Dans l’étude du Pr Raoult, vingt-six patients ont été inclus pour recevoir l’hydroxychloroquine (600 mg/j pendant 7 jours) associée chez six d’entre eux à l’azithromycine pendant 5 jours (500 mg le premier jour et 250 mg les 4 jours suivants). Par ailleurs, 16 malades n’ont pas reçu ce traitement.

« On constate plusieurs problèmes méthodologiques, décrypte Jean-Louis Thomas. Plusieurs patients témoins non traités n’ont pas vu leur charge virale testée à J5 et J6. Donc il se pourraient qu’ils soient négatifs eux aussi. Cela peut donc conduire à une sous-estimation du nombre de personnes négatives sans traitement. Normalement, il faut un groupe témoin absolument comparable pour voir si on élimine de manière naturelle le virus. »

Il note aussi un second biais dans les calculs pour les malades traités. « Sur les 26 personnes traitées, 6 sont déclarés perdus de vue, alors qu’il s’agit d’arrêts prématurés, puisqu’on connaît leur devenir. Pour 4 d’entre eux, leur état s’est aggravé, dont un qui est décédé, 1 est sorti de l’hôpital et un a arrêté le traitement en raison de troubles digestifs, explique le Dr Thomas. Le Pr Raoult a fait ces statistiques sur les 20 personnes traitées, alors qu’il aurait du, en toute logique, calculer en intention de traiter (ITT) en incluant les 6 patients sorti de l’étude. Si on fait cela, on arrive à un taux de négativation de 50 % au lieu des 70 % annoncé par le Pr Raoult. Mais c’est déjà pas mal du tout... »

« Il y a aussi un essai clinique chinois qui revendique que la chloroquine empêche l’aggravation de la pneumonie, poursuit le Dr Thomas. Mais malheureusement, seul un résumé d’une page sans description du protocole ni donnés chiffrées a été publié dans BioSience Trends. Là encore, c’est un peu court... »

Mais pour les deux praticiens, ces résultats poussent vers une administration de ce traitement hydroxychloroquine associé à un antibiotique, l’azithromycine (Zithromax) à titre « compassionnel » en attendant des résultats à plus grande échelle.

Ils ne comprennent pas la décision du ministre de la Santé, Olivier Véran, de réserver ce traitement « aux cas graves ». « C’est sans doute en raison du principe de précaution, analyse le Dr Thomas. C’est peut-être aussi une question de moyens. Le monde médical est divisé, les politiques hésitent. » Le médecin reconnaît des risques d’effets secondaires. « Le risque cardiaque est bien connu, on sait les précautions à prendre, la surveillance régulière à mettre en place. C’est un médicament utilisé contre le paludisme depuis 70 ans. Mais, clairement, il faut donner la chloroquine associée à l’azithromycine avant que ça s’aggrave, dès quelqu’un est positif, au début du portage viral. »

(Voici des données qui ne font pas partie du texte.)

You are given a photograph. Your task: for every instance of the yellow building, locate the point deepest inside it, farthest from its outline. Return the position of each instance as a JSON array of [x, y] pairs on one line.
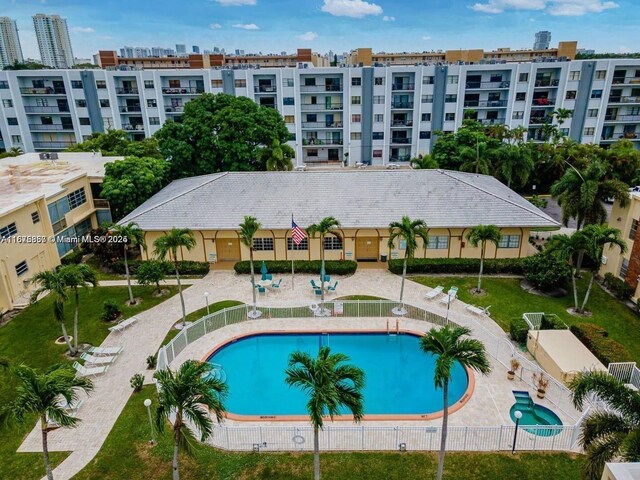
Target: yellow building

Le Pr Raoult a dit la même chose dans une nouvelle vidéo mise en ligne mercredi, affirmant qu'il était trop tard pour donner la chloroquine quand la personne était en réanimation.

Les prochaine semaines devraient permettre d’y voir plus clair sur l’efficacité réelle de ce traitement. L’hydroxychloroquine seule - non associée à l'antibiotique - a été incluse à la dernière minute dans l’essai européen Discovery, qui inclut 800 patients en France. Cet essai clinique vise à tester l’efficacité différentes molécules sur le corononavirus. Des hôpitaux ont aussi commencé à le donner à leurs patients, et là encore les retours ne devraient pas tarder. Souhaitons simplement que Didier Raoult ait eu raison.

- La nivaquine est largement utilisée, avec grand succès, pour des suicides dans les pays où ce médicament est facilement accessible. Il est impératif de ne jamais s'automédiquer. Le risque de décès est certain. - Contacté, le docteur Raoult n'a pas répondu à nos sollicitations.